Many economists maintain that money neutrality is a good approximation for how the economy behaves over long periods of time but that in the short run monetary-disequilibrium theory applies, such that the nominal money supply would affect output. One argument is that prices and especially wages are sticky (because of menu costs, etc.), and cannot be adjusted immediately to an unexpected change in the money supply. An alternative explanation for real economic effects of money supply changes is not that people cannot change prices but that they do not realize that it is in their interest to do so. The bounded rationality approach suggests that small contractions in the money supply are not taken into account when individuals sell their houses or look for work, and that they will therefore spend longer searching for a completed contract than without the monetary contraction. Furthermore, the floor on nominal wages changes imposed by most companies is observed to be zero: an arbitrary number by the theory of monetary neutrality but a psychological threshold due to money illusion.

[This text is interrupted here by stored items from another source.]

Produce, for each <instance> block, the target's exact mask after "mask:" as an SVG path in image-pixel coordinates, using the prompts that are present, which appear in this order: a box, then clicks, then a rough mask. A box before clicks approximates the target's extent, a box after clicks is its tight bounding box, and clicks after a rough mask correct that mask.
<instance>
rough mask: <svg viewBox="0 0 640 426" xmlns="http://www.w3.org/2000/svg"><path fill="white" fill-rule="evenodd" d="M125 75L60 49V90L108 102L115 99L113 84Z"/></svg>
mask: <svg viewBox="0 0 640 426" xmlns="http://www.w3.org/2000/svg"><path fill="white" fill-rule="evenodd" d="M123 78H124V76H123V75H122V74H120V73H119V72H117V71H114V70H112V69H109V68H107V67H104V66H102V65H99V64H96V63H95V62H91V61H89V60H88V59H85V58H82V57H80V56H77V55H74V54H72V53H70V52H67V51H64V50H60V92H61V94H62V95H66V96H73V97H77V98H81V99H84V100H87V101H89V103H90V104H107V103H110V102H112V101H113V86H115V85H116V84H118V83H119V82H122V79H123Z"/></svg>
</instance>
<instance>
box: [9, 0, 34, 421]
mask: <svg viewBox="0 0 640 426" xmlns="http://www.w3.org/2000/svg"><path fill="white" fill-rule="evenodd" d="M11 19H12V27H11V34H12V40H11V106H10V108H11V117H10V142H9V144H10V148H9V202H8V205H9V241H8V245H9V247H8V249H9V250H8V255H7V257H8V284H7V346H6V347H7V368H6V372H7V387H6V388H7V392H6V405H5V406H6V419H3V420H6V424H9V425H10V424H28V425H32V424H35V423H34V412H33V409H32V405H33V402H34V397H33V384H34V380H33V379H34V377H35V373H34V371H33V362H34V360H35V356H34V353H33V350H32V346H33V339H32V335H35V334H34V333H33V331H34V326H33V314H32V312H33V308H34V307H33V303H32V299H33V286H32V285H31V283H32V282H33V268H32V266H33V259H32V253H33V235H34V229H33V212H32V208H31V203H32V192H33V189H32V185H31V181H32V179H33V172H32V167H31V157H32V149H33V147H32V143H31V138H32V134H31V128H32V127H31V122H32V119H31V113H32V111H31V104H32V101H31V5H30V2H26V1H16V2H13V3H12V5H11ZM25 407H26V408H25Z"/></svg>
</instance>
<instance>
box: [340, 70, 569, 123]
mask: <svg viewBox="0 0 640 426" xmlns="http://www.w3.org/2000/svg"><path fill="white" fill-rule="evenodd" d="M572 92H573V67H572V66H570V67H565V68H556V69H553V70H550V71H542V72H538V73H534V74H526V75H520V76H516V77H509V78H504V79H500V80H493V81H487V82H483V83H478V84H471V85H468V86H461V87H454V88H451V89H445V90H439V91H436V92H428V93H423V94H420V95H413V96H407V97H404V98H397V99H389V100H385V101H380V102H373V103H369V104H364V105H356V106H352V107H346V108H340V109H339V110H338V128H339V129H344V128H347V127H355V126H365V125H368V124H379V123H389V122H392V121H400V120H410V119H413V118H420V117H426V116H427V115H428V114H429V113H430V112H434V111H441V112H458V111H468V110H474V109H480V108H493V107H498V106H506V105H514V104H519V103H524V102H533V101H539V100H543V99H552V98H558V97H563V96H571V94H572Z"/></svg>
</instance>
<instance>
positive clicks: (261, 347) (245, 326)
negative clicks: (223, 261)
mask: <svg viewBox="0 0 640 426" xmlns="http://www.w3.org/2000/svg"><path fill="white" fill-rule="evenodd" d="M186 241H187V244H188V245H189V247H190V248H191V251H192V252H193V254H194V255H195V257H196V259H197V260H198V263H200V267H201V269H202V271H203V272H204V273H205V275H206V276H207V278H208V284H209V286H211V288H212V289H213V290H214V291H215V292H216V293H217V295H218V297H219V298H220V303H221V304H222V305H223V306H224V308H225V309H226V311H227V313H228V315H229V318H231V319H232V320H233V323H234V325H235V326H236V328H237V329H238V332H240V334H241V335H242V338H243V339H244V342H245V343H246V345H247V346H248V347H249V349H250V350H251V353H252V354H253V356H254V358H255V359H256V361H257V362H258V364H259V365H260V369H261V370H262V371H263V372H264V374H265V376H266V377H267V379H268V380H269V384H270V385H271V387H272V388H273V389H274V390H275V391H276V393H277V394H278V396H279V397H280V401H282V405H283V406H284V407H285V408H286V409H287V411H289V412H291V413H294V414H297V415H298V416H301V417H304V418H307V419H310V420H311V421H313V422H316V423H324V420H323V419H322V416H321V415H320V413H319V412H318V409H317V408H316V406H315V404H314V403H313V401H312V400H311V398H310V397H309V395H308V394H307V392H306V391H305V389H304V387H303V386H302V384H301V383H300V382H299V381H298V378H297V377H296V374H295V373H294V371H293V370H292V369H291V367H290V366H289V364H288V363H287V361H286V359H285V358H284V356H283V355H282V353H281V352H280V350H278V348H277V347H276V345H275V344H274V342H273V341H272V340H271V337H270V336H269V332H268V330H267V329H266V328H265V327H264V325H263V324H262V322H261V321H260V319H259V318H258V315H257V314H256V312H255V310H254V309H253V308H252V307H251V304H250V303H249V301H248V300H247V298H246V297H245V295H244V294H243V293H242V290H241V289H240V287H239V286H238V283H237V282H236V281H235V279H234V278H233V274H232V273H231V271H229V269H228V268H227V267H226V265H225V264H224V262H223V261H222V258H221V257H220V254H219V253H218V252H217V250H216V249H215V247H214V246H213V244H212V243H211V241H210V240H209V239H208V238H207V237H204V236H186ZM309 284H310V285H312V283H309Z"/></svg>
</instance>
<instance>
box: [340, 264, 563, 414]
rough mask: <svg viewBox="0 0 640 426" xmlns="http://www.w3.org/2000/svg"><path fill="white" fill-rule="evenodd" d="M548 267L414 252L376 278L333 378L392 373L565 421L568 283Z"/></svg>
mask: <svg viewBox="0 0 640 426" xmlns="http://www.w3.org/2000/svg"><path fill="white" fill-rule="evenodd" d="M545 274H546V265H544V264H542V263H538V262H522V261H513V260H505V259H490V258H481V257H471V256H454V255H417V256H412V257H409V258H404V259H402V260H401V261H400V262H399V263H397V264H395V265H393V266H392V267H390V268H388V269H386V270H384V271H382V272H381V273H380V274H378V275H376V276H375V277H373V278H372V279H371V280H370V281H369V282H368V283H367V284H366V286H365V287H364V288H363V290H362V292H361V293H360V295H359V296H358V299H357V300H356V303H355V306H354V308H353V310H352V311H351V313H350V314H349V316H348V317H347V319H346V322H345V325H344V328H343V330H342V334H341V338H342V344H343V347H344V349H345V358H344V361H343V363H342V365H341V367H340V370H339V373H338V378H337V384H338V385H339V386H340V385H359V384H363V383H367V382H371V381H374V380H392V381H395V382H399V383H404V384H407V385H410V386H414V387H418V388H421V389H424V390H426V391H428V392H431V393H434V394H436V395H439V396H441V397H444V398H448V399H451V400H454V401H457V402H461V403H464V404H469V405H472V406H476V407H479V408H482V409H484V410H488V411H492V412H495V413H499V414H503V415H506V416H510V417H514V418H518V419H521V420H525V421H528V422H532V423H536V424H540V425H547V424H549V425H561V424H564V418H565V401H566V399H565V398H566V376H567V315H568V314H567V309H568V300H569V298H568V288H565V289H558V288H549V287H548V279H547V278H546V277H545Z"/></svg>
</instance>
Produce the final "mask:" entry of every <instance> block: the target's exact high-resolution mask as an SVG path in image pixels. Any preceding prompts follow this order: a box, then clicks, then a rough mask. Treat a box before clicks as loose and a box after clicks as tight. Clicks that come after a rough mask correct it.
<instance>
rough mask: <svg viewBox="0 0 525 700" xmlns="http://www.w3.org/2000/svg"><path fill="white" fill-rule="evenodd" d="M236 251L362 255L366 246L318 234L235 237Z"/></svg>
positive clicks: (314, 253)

The New Keynesian research program in particular emphasizes models in which money is not neutral in the short run, and therefore monetary policy can affect the real economy.

Post-Keynesian economics and monetary circuit theory reject the neutrality of money, instead emphasizing the role that bank lending and credit play in the creation of bank money. Post-Keynesians also emphasize the role that nominal debt plays: since the nominal amount of debt is not in general linked to inflation, inflation erodes the real value of nominal debt, and deflation increases it, causing real economic effects, as in debt-deflation.